Dr. Yuan Lei | Optoelectronic Sensor | Women Researcher Award
Dr. Yuan Lei | Sichuan University | China
Dr. Yuan Lei is a distinguished female researcher holding a Ph.D. and serving as an Associate Researcher with expertise in advanced materials and interdisciplinary innovation. Her research is centered on the design and synthesis of photoelectric polymeric materials and the development of photoelectric sensors, areas that play a pivotal role in modern energy and information technologies. By integrating machine learning into her work, she brings a progressive and data-driven approach to material design, enabling greater precision, efficiency, and adaptability in applications. Dr. Lei’s academic journey and professional achievements at a young age reflect her dedication to pushing the boundaries of science and technology, particularly in the rapidly evolving fields of photoelectric systems and intelligent material design. With her strong background and commitment, she represents a new generation of researchers whose contributions are shaping the future of innovative and sustainable solutions across industries.
Publication Profile
Academic Profile
Dr. Yuan Lei is a dedicated researcher and academic professional currently serving at Sichuan University, Chengdu, China, where she has been employed. With a doctoral degree from Sichuan University, she has established herself as a promising scholar in the fields of material science and applied technology. Her expertise lies in the design and synthesis of photoelectric polymeric materials and the development of photoelectric sensors, contributing significantly to advancements in modern energy and intelligent systems. She further integrates machine learning into her research, combining computational methods with experimental approaches to achieve innovative outcomes. As an Associate Researcher, Dr. Lei’s work reflects both depth and interdisciplinarity, positioning her at the forefront of emerging research in smart materials and sustainable technology applications.
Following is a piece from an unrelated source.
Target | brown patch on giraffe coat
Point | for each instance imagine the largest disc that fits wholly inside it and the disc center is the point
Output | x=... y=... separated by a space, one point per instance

Her academic trajectory highlights a commitment to scientific excellence, innovation, and future-oriented solutions that are valuable to academia, industry, and society.
Research Focus
Dr. Yuan Lei’s research focus lies at the intersection of advanced polymer science, materials engineering, and intelligent systems, with a strong emphasis on creating sustainable and high-performance materials for diverse technological applications. Her work explores the design of dynamic polyurethanes aimed at enhancing asphalt performance, highlighting her contributions to infrastructure durability and environmental adaptability. She also investigates recyclable and strain-responsive sensors, utilizing multilevel strong and weak dynamic structures to improve sensitivity and reusability under low strain conditions, which has significant implications for wearable electronics and smart devices. Her studies extend to phase-change materials with high latent heat for photothermoelectric conversion, reflecting her commitment to sustainable energy storage and conversion solutions. Furthermore, she has developed healable azobenzene polymers that undergo photoinduced reversible solid-to-liquid transitions, offering innovative pathways in self-healing and reprocessable materials. Collectively, her research bridges functional polymers, photoelectric applications, and machine learning integration, defining her as a leader in smart and sustainable material innovations.
Publication Top Notes
Design of Dynamic Polyurethanes toward Ultrahigh-Performance Asphalt
Year: 2025
Designing Highly Strain-Responsive and Recyclable Sensors Via Multilevel Strong and Weak Dynamic Structures Under Low Strain
Year: 2025
Citations: 2
High Latent Heat and Recyclable Phase-Change Materials for Photothermoelectric Conversion
Year: 2025
Healable, Glassy Azobenzene Polymers at Room Temperature Based on Photoinduced Reversible Solid-to-Liquid Transitions
Year: 2025
Conclusion
Dr. Yuan Lei stands out as a promising and talented researcher whose work combines advanced material science with cutting-edge machine learning applications. Her accomplishments make her a strong candidate for the Research for Women Researcher Award, and with continued contributions in publications, collaborations, and mentorship, she could emerge as a leading figure inspiring future generations of women in science and technology.